Com aniversário na UTI, enfermeira idosa superou Covid-19 após 3 internações
A gerente de enfermagem Rita Katayama, 62, lidera uma equipe de mais de 700 funcionários…
A gerente de enfermagem Rita Katayama, 62, lidera uma equipe de mais de 700 funcionários na linha de frente do combate ao novo coronavírus em um hospital privado em São Caetano, na Grande São Paulo. Há quase 40 anos na profissão, ela não cogitou, nem por um minuto, se afastar do hospital mesmo sendo parte do grupo de risco —à idade, soma-se o fato de ser hipertensa e ter colesterol alto.
“Senti um chamado, eu não poderia abandonar o barco. [O vírus] Estava deixando a equipe assustada. Às vezes os pacientes estão conversando e, de repente, têm um desconforto e de repente são entubados.
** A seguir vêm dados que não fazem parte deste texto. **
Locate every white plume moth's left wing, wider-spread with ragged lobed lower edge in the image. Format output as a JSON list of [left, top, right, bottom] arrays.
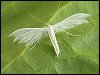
[[9, 28, 47, 46]]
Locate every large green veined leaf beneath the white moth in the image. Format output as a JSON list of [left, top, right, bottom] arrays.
[[1, 1, 99, 74]]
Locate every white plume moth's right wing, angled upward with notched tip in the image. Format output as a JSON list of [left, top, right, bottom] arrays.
[[52, 13, 90, 32]]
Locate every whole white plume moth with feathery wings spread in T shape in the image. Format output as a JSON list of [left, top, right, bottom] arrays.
[[9, 3, 90, 57]]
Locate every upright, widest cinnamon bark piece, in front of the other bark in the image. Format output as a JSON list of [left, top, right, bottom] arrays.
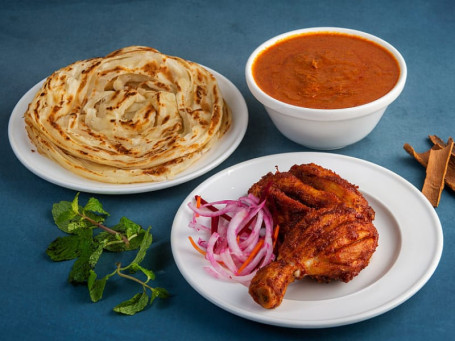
[[422, 138, 453, 207]]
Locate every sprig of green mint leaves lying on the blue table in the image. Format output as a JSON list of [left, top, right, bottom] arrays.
[[46, 193, 169, 315]]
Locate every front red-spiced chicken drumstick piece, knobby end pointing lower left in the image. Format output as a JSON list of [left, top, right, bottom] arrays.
[[249, 205, 378, 309]]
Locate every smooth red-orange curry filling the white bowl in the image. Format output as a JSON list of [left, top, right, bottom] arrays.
[[253, 32, 400, 109]]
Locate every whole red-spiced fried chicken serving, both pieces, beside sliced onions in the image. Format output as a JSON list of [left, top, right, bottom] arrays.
[[249, 164, 378, 308]]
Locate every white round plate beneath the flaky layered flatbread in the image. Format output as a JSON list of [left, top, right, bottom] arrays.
[[8, 68, 248, 194]]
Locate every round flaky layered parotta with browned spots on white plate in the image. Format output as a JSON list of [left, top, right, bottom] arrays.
[[25, 46, 231, 183]]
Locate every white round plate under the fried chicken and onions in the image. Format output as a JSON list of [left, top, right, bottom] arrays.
[[171, 153, 443, 328]]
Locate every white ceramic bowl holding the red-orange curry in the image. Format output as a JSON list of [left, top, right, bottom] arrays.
[[245, 27, 407, 150]]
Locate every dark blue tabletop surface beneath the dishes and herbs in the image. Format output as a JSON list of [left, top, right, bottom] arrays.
[[0, 0, 455, 340]]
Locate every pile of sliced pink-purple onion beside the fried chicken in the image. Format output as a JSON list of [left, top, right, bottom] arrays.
[[188, 194, 275, 285]]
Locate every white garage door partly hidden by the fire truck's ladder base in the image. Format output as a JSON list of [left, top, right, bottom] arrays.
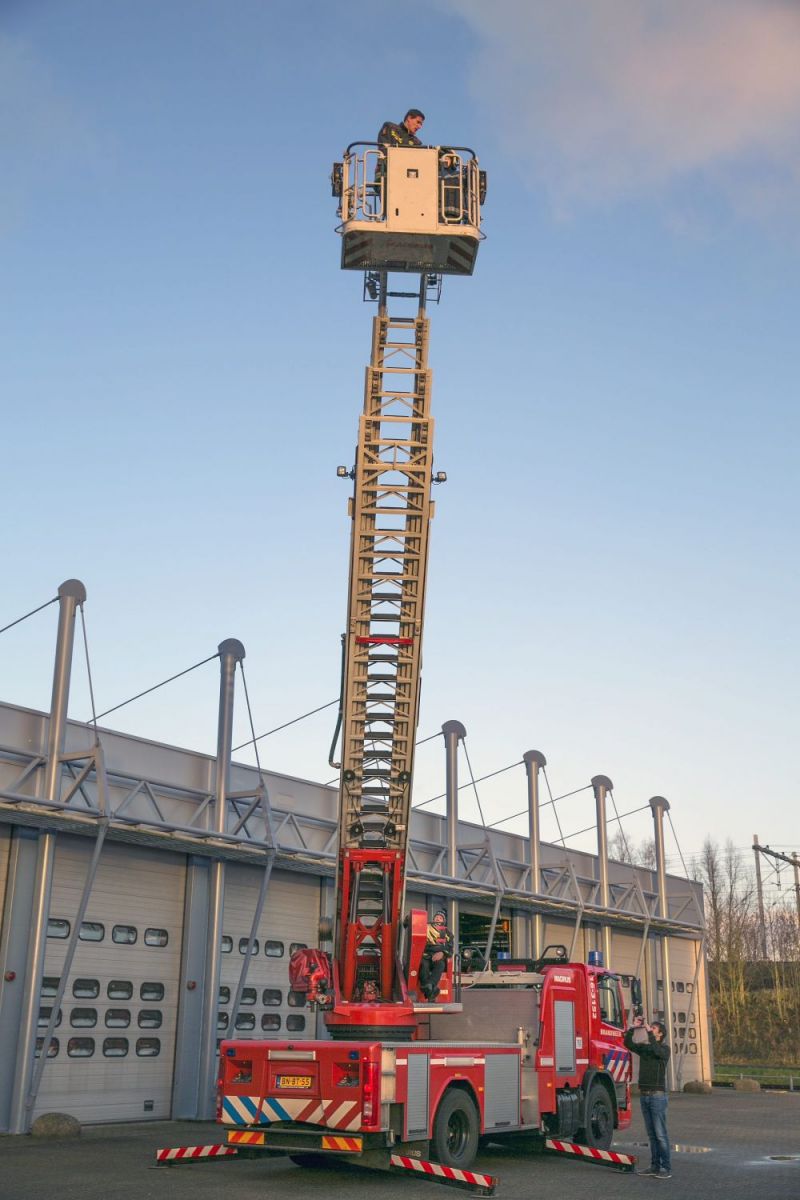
[[217, 863, 320, 1038]]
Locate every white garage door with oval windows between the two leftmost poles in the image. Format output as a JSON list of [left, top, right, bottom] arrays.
[[35, 835, 185, 1122]]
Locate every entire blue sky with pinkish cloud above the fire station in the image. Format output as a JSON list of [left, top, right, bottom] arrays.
[[0, 0, 800, 897]]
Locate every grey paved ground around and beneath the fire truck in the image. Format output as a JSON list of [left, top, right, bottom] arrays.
[[0, 1090, 800, 1200]]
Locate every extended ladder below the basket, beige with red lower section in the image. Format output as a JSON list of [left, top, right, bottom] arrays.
[[336, 272, 441, 1002]]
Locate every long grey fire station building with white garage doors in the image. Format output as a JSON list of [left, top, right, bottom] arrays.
[[0, 704, 711, 1133]]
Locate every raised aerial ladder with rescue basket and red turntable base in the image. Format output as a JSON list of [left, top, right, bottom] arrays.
[[311, 143, 486, 1038]]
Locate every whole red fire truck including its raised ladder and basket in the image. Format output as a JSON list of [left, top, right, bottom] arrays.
[[218, 143, 631, 1171]]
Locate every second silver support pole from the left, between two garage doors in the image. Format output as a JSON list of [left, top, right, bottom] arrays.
[[198, 637, 245, 1117]]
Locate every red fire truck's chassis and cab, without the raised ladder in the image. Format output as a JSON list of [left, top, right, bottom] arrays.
[[219, 947, 631, 1169]]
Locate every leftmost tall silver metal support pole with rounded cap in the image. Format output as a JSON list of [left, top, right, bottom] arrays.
[[8, 580, 86, 1133]]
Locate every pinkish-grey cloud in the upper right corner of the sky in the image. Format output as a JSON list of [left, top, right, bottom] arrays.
[[440, 0, 800, 211]]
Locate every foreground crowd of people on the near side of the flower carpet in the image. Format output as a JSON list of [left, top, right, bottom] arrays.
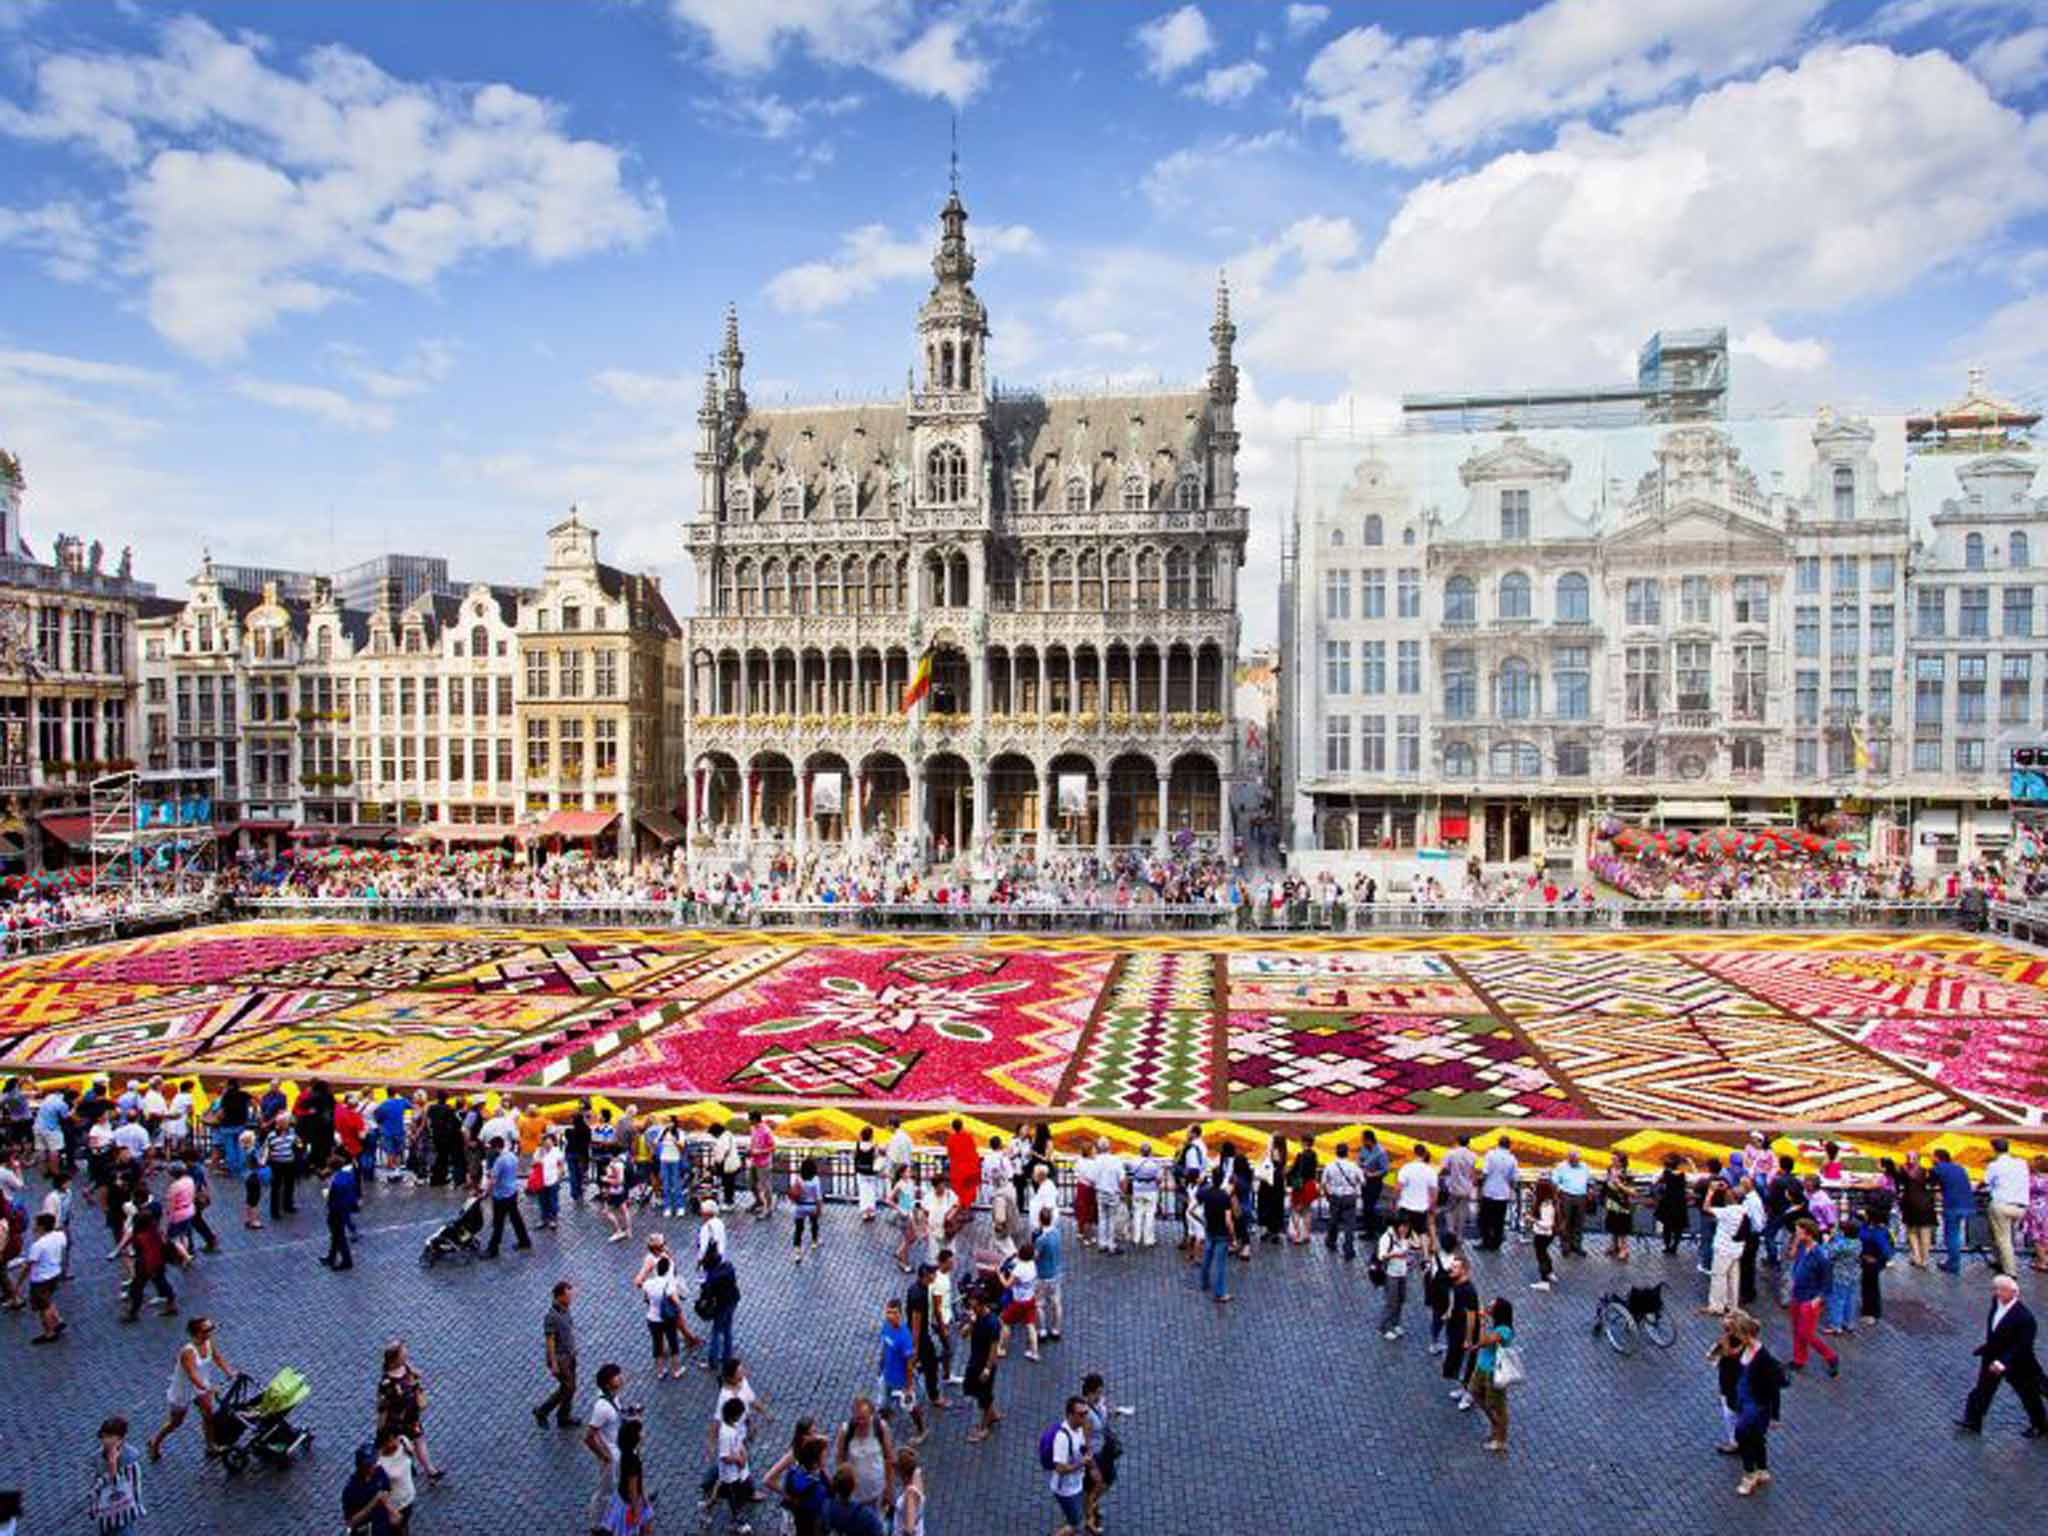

Como líder eu quis ficar, cada vez que eu passava pelos andares eu falava: ‘Essa é nossa profissão, somos os soldados nesta guerra'”, diz.
Todo cuidado nesta batalha, porém, pode não ser o suficiente: dona Rita virou paciente de sua própria equipe quando contraiu o novo coronavírus. Com alta e em casa desde o último dia 27, ela ainda sente os resquícios da Covid-19 —a entrevista, feita por telefone, teve de ser adiada algumas horas pois a enfermeira acordou com baixa saturação de oxigênio e taquicárdica.
Quando sentiu uma dor súbita em seu corpo, no começo do mês, a ideia de que estaria infectada não passou pela sua cabeça. “Falei para o meu diretor que eu finalmente iria fazer home office porque não me sentia bem e ele falou para eu ir ao hospital fazer teste. Aí que minha ficha caiu”, lembra.
Com pulmão direito acometido, ela foi diretamente para a Unidade de Terapia Intensiva e iniciou um período de idas e vindas ao hospital que duraria cerca de três semanas, com direito a ter de passar seu aniversário internada.
Após seis dias, ela recebeu alta apenas para voltar dois dias depois. Dona Rita estava em casa quando começou a sentir uma intensa falta de ar, ”como se estivesse me afogando”, e quando olhou para o espelho viu que seus lábios estavam arroxeados, assim como a ponta de seus dedos e pés. Ela, que foi levada às pressas pelo seu marido de volta ao hospital, conta que não achou que fosse chegar viva.
Novamente na UTI, dona Rita lembra da solidão, mas também do carinho recebido, o que ela diz ter feito toda a diferença. “Eu estava na minha casa, entre as pessoas que eu mesma contratei e que gostavam de mim”, diz.
Afeto que ficou evidente na surpresa que ganhou de seus funcionários: recebeu balões coloridos, cartazes e um vídeo dos profissionais cantando “Ressuscita-me”, da cantora e pastora evangélica Aline Barros.
Devido ao alto risco de contágio, toda a equipe de saúde toma medidas de segurança que incluem o uso de máscaras o tempo inteiro. Os rostos ficam cobertos, quase identificáveis. “Eu reconhecia [os profissionais] pela voz, mas pensava nos outros pacientes e reforçava com a equipe a importância do cuidado emocional”, diz.
“Eu mentalizava Deus entrando no meu quarto…”, diz. Após uma pausa, continua com a voz emocionada: “Eu só pensava que não podia morrer, tenho pais idosos, oito irmãos, lembrava dos meus filhos e do meu marido. Eu tinha que sair dali”.
Após mais sete dias, dona Rita voltou para casa, mas aquela ainda não seria a sua última passagem pelo hospital. Três dias depois, ela começou a sentir dor intensa no abdômen e foi internada com diagnóstico de uma hepatite trans bacteriana. O tempo, desta vez, foi menor. Ela foi liberada após três noites e saiu sob aplausos de seus colegas.
Quando questionada se ela não se arrependia de não ter seguido as recomendações de se afastar do hospital, dona Rita não parece ter mudado de opinião. “Esta é a profissão que eu amo e me sinto realizada”, diz.
Com quase quatro décadas de experiência, ela é enfática ao dizer que a Covid-19 não é uma doença qualquer e reforça a importância de tomar todos os cuidados possíveis de precaução. “Não dá para pagar para ver porque pode custar uma vida.”
“Ela mata e põe os profissionais mais experientes em pânico”, continua. A gerente de enfermagem, que já pegou malária durante um trabalho voluntário na Costa do Marfim, conta que a doença transmitida pelo mosquito Aedes aegypti não causou nem metade do medo que ela passou com a Covid-19. “As duas vezes em que voltei ao hospital achei que não voltaria para casa.”
Dona Rita vê o que faz como uma missão e, embora ainda esteja um pouco debilitada, já pensa em maneiras de voltar o mais rápido possível para comandar sua equipe.